Estado de Puebla, municipio de Cholula de Rivadabia, calle 22 oriente, Colegio Yoliztli, salón de 3ro de prepa. Era el día, y lo sabíamos con antelación, de la prueba ENLACE o PISA o como sea que se llamara ese tiradero estandarizado de impuestos. Nos sentamos en nuestro respectivo mesabanco y vimos entrar a la subdirectora seguida de una muchacha de unos veintitantos años que cargaba una caja. La subdirectora presentó a la muchacha y se retiró, porque las reglas de la prueba prohíben la presencia de personal de la institución durante la aplicación.

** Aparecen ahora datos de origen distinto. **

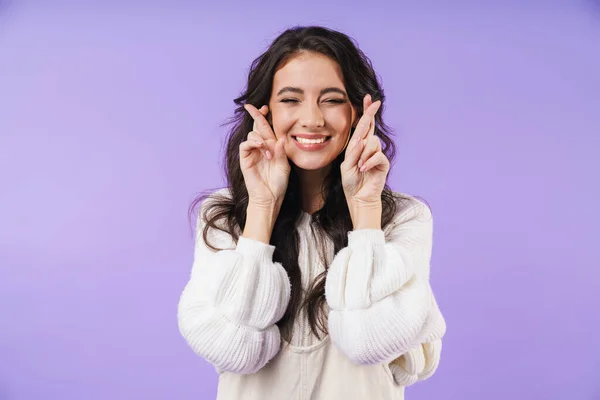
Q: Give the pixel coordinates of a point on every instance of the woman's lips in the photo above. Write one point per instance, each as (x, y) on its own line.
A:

La señorita, ¿qué digo? La Señorita, es más, la respetable Señorita, sacó de la caja y nos repartió unos cuadernillos con las preguntas y también unas hojas con círculos para elegir las respuestas de opción múltiple. Nos dio las instrucciones: el cuadernillo está dividido en secciones y tienen un tiempo limitado para responder cada sección, si se les acaba el tiempo, dejen de responder; pero si acaban la sección antes de que acabe el tiempo, esperen sin pasar a la siguiente. 
Viene la primera sección. Tiempo, treinta minutos.
¡Chin! Ya terminé y creo que no van quince minutos. Cerré el cuadernillo y - como siempre que esto ocurría en clase - de mi mochila saqué un libro y me puse a leer. Probablemente se trataba de alguna de las últimas entregas de Harry Potter que recién se habían publicado.
No puedes leer, dijo la muy respetable Señorita. Aunque nadie me lo había explicado, me pareció sensato que las reglas de la prueba prohibieran que se consultara cualquier material. Cerré el libro. Ella comenzó el gesto de estirar la mano para requisitarme el libro, pero nadie, ¡NADIE! me quita un libro. Así que antes de que su gesto fuera tan siquiera claro, yo ya había guardado el libro en la rejilla del mesabanco. No le agradó que me guardará el libro y torció el gesto, pero dio la vuelta y regresó al frente del salón.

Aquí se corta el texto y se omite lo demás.